I scraped up all the cash I could find in my home equity account and sent the check off to San Diego. My broker Tom arranged for the owner and a pilot to meet him at the dock and they cast off for an offshore delivery. They took the boat out 3.5 miles beyond Point Loma and did the transaction there, completing the bill of sale and handing over the check. They recorded the GPS reading and took a picture of Point Loma in the background with a copy of the daily newspaper to prove the time and date. Thus I avoided paying California sales or us tax. Now I just have to be out of California waters in six months.

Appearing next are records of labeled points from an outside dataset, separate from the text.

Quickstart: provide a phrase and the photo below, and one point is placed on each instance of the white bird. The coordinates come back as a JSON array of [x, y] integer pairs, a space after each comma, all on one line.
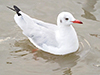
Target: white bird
[[57, 39]]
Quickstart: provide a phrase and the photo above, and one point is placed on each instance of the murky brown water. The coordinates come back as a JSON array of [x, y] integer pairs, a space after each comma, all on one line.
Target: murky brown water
[[16, 57]]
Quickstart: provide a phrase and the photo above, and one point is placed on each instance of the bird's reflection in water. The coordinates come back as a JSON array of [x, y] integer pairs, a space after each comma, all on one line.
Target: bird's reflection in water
[[66, 62]]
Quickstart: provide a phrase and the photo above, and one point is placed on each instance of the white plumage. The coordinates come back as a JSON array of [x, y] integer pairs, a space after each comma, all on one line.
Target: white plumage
[[57, 39]]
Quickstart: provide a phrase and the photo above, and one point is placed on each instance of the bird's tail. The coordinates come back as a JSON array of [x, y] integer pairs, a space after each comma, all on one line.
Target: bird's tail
[[16, 9]]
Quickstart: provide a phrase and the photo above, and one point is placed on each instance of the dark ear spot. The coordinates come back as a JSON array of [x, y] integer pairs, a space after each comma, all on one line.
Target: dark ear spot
[[60, 21], [66, 19]]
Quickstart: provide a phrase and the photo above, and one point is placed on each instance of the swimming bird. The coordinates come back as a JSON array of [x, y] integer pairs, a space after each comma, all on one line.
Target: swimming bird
[[57, 39]]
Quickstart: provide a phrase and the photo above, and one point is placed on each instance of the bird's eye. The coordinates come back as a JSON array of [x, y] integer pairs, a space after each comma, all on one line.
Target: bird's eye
[[66, 18]]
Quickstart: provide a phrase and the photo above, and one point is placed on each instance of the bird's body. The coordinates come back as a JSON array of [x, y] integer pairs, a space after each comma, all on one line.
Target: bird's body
[[57, 39]]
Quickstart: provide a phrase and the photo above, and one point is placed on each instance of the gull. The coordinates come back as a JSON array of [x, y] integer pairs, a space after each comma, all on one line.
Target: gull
[[60, 39]]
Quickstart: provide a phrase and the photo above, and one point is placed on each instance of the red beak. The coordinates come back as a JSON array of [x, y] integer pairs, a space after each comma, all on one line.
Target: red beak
[[77, 21]]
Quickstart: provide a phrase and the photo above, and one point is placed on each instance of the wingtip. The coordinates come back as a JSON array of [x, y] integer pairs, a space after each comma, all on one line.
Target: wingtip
[[10, 8]]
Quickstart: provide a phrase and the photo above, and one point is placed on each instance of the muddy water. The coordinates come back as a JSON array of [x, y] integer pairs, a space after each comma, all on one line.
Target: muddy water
[[16, 57]]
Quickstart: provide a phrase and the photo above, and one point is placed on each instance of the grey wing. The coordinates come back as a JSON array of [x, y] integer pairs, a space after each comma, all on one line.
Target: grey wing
[[37, 31]]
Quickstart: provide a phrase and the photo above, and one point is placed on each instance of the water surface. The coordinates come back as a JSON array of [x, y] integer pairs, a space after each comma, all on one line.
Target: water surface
[[16, 57]]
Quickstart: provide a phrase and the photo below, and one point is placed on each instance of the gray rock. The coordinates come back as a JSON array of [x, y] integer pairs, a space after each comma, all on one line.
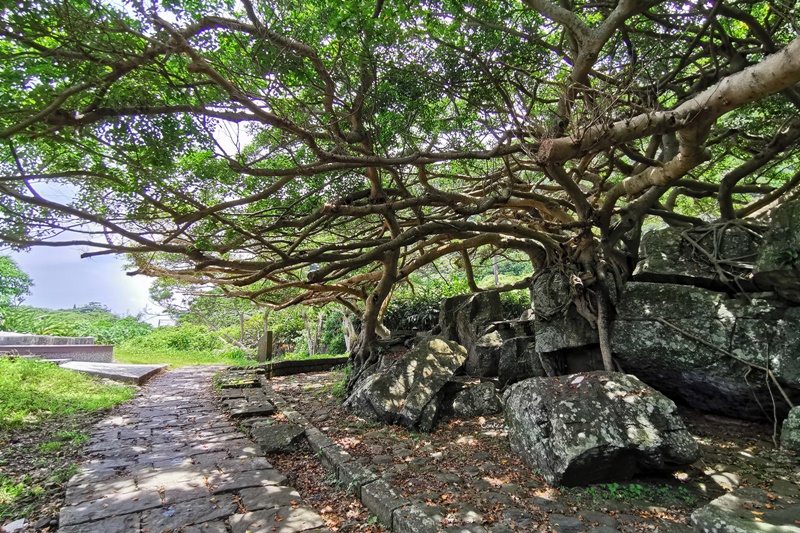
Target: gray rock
[[778, 265], [565, 524], [464, 319], [595, 427], [558, 324], [278, 438], [761, 331], [790, 434], [744, 511], [519, 360], [484, 361], [668, 256], [406, 392], [478, 400]]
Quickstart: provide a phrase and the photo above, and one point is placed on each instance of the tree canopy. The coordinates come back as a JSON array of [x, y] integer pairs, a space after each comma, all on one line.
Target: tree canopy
[[307, 152], [15, 284]]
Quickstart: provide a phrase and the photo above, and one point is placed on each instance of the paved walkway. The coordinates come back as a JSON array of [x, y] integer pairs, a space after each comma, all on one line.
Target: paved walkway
[[170, 461]]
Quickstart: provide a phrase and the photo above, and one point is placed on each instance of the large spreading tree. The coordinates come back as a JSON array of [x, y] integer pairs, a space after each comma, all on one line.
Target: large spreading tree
[[307, 152]]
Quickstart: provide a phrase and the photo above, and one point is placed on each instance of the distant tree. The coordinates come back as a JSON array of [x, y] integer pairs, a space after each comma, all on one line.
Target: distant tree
[[313, 153], [15, 284]]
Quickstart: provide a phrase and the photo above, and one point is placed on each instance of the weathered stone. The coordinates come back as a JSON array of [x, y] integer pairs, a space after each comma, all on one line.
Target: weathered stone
[[278, 438], [685, 364], [778, 265], [189, 512], [790, 434], [257, 498], [317, 439], [114, 505], [464, 319], [519, 360], [669, 256], [117, 524], [478, 400], [402, 394], [484, 360], [748, 510], [280, 520], [382, 498], [418, 518], [597, 427], [353, 476], [565, 524], [558, 324]]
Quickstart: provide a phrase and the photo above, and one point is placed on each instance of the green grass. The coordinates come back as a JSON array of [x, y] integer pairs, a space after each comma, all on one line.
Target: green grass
[[125, 353], [11, 490], [32, 391]]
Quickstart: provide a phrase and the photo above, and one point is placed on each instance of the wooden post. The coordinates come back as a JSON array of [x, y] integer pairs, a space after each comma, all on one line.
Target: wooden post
[[264, 348]]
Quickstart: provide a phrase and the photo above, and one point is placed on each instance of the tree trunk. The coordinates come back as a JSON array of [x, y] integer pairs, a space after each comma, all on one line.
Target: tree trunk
[[364, 354]]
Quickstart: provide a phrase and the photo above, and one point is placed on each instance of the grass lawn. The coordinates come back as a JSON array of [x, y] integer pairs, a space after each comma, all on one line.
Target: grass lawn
[[46, 413], [175, 358], [32, 391]]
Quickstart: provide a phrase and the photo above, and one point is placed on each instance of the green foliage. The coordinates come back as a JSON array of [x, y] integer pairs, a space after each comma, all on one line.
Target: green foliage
[[133, 354], [12, 490], [332, 333], [14, 283], [186, 337], [33, 391], [660, 494], [88, 321]]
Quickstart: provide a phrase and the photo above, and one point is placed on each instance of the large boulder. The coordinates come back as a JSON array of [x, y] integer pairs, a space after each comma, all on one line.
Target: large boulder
[[681, 256], [477, 400], [558, 324], [778, 265], [670, 336], [790, 433], [407, 392], [519, 360], [749, 510], [595, 427], [464, 319]]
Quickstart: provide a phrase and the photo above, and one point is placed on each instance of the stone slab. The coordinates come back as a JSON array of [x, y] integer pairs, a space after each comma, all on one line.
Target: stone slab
[[281, 520], [115, 505], [117, 524], [173, 517], [137, 374], [745, 510], [382, 498]]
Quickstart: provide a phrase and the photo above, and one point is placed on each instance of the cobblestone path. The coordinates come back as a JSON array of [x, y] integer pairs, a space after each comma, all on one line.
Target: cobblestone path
[[170, 461]]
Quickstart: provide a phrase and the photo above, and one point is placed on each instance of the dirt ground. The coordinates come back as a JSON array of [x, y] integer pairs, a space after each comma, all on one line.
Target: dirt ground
[[467, 469]]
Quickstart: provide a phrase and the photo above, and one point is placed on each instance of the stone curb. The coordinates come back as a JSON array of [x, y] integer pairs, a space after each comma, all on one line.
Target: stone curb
[[394, 511]]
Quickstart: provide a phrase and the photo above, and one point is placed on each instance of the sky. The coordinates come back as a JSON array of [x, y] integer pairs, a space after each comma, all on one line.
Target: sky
[[63, 280]]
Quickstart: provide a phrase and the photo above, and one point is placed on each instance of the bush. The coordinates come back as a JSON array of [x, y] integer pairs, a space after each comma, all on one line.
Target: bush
[[101, 324], [186, 337]]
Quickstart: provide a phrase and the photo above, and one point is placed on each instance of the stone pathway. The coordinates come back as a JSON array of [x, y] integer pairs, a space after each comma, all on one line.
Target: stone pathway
[[170, 461]]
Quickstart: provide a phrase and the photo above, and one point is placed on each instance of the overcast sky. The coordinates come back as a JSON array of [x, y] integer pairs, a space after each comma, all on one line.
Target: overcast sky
[[63, 280]]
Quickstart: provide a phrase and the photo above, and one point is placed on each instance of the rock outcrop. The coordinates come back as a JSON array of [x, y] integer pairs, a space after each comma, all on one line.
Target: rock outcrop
[[407, 393], [478, 400], [790, 432], [778, 265], [558, 324], [687, 256], [674, 337], [464, 319], [748, 510], [595, 427]]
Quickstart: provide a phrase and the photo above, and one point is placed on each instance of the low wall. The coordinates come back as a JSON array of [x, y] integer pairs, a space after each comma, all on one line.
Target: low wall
[[8, 340], [287, 368], [95, 353]]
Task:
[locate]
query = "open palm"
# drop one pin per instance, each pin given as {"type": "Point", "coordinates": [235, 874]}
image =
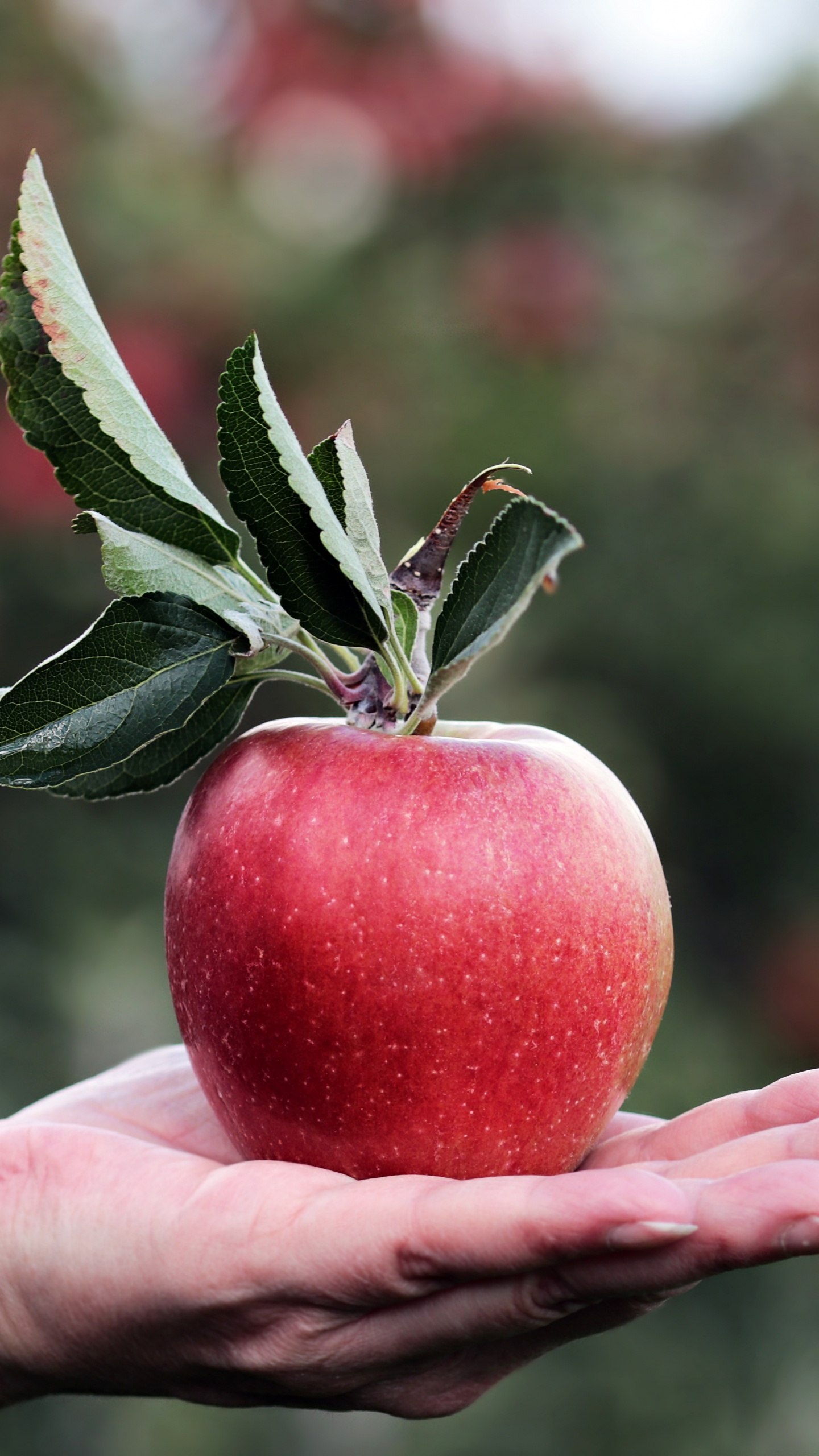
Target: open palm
{"type": "Point", "coordinates": [142, 1256]}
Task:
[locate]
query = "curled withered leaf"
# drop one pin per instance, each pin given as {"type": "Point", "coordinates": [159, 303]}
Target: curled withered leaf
{"type": "Point", "coordinates": [420, 574]}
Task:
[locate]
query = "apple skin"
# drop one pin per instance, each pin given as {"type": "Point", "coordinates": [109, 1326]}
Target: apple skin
{"type": "Point", "coordinates": [416, 956]}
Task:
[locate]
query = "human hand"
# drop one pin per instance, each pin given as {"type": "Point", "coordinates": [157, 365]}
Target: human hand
{"type": "Point", "coordinates": [140, 1256]}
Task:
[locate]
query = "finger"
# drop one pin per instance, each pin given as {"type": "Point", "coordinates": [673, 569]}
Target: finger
{"type": "Point", "coordinates": [792, 1100]}
{"type": "Point", "coordinates": [449, 1384]}
{"type": "Point", "coordinates": [154, 1097]}
{"type": "Point", "coordinates": [773, 1147]}
{"type": "Point", "coordinates": [627, 1123]}
{"type": "Point", "coordinates": [398, 1238]}
{"type": "Point", "coordinates": [452, 1325]}
{"type": "Point", "coordinates": [751, 1218]}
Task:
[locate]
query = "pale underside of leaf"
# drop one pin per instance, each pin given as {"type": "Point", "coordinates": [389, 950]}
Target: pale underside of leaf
{"type": "Point", "coordinates": [308, 487]}
{"type": "Point", "coordinates": [140, 670]}
{"type": "Point", "coordinates": [361, 520]}
{"type": "Point", "coordinates": [308, 580]}
{"type": "Point", "coordinates": [84, 347]}
{"type": "Point", "coordinates": [135, 564]}
{"type": "Point", "coordinates": [169, 755]}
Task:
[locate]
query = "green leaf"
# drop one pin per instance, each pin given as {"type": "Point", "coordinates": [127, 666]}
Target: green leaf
{"type": "Point", "coordinates": [406, 617]}
{"type": "Point", "coordinates": [162, 760]}
{"type": "Point", "coordinates": [359, 516]}
{"type": "Point", "coordinates": [135, 564]}
{"type": "Point", "coordinates": [73, 398]}
{"type": "Point", "coordinates": [309, 561]}
{"type": "Point", "coordinates": [494, 586]}
{"type": "Point", "coordinates": [327, 468]}
{"type": "Point", "coordinates": [140, 670]}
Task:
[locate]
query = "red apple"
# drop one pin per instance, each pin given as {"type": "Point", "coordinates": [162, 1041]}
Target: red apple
{"type": "Point", "coordinates": [416, 954]}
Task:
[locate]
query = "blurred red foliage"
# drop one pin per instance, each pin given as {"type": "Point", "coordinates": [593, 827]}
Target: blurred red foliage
{"type": "Point", "coordinates": [535, 287]}
{"type": "Point", "coordinates": [429, 100]}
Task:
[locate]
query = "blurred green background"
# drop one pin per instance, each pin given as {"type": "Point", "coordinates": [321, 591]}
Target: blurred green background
{"type": "Point", "coordinates": [473, 263]}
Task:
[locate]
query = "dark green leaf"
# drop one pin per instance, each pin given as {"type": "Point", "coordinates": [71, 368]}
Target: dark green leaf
{"type": "Point", "coordinates": [494, 584]}
{"type": "Point", "coordinates": [406, 617]}
{"type": "Point", "coordinates": [327, 466]}
{"type": "Point", "coordinates": [162, 760]}
{"type": "Point", "coordinates": [91, 466]}
{"type": "Point", "coordinates": [309, 577]}
{"type": "Point", "coordinates": [140, 670]}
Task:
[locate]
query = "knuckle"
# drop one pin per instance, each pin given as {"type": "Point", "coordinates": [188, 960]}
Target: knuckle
{"type": "Point", "coordinates": [543, 1298]}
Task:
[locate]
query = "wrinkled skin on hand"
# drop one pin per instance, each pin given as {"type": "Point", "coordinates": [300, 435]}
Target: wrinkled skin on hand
{"type": "Point", "coordinates": [140, 1256]}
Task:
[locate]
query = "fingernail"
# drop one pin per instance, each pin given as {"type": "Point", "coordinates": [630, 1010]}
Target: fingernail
{"type": "Point", "coordinates": [800, 1236]}
{"type": "Point", "coordinates": [646, 1234]}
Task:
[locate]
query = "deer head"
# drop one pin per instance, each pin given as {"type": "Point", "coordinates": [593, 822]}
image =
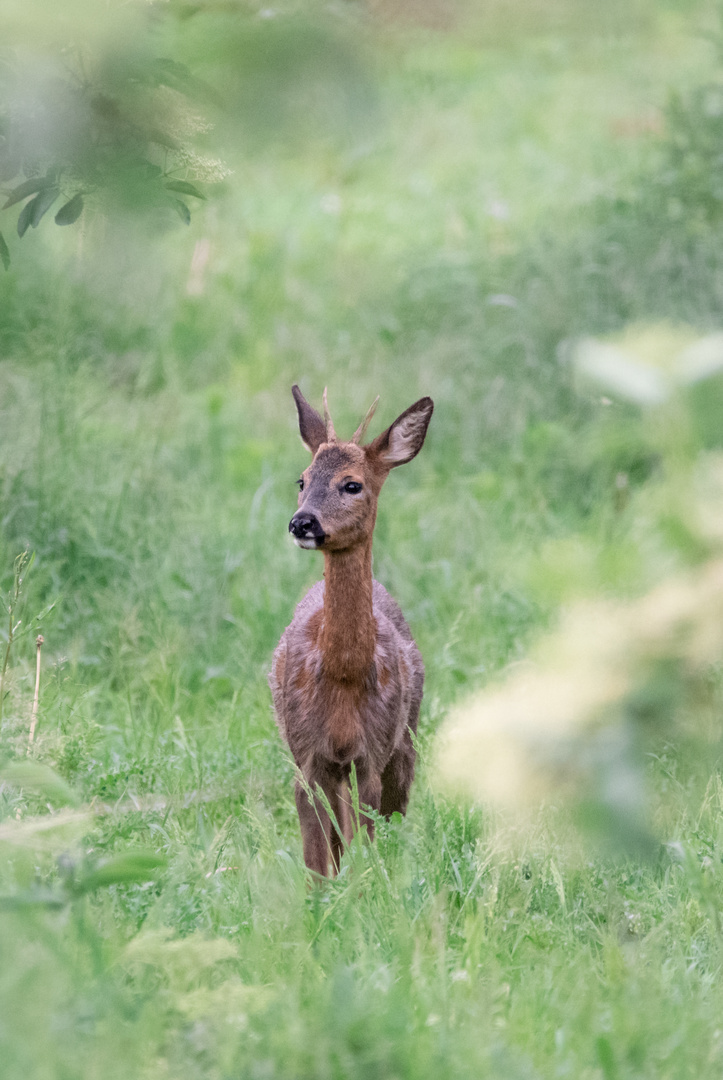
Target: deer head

Thus begins the retrofit.  Oh man, what have I got myself in for?

Haul out

So we hauled her out of the water.. all 35,000 pounds of her. (According to the Travelift scale)  We saw her blisters, we saw her thru hulls, we tapped the hull and rudder.  There was some softness on the top portion of the rudder but otherwise the bottom seemed OK.  There were blisters, sure, but that's to be expected on a boat this age.

The offer

Our broker Tom had given me a list of comparable boats and what their asking prices were. Passport 42's had asking prices from 110k to 149k and this one was near the bottom of the asking price list. So we stewed on it for a while and let the broker stew for a while then we came in with a low ball bid.

The owner countered, coming down quite a nice bit. We countered back and got an acceptance. With a 10% deposit in place we made our plans to go show Connie the boat, do a survey, and complete a test sail.

Tuesday, March 8, 2011

Sea Trial

"Let's go now!" says Connie. We let the broker know we would be putting together an offer and arranged flights to San Diego from Seattle.  When Connie saw the boat she loved it so we took it on a shakedown cruise.  We brought along a surveyor, the owner, the owner's broker, and my broker.  A whole passel of people and a sunny day. We found wind just off of Point Loma and the boat picked up her heels and sailed beautifully.  Solid on deck, she seemed like she just wanted to keep on going.

We had a quick conference on the foredeck and decided to haul her out that very afternoon to do a hull survey.  Dennis, the owner, piloted her to the ways and we got the travelift in place.  He was great in that he loved that boat and was a fountain of information.  I tried to take it all in while maintaining some objectivity.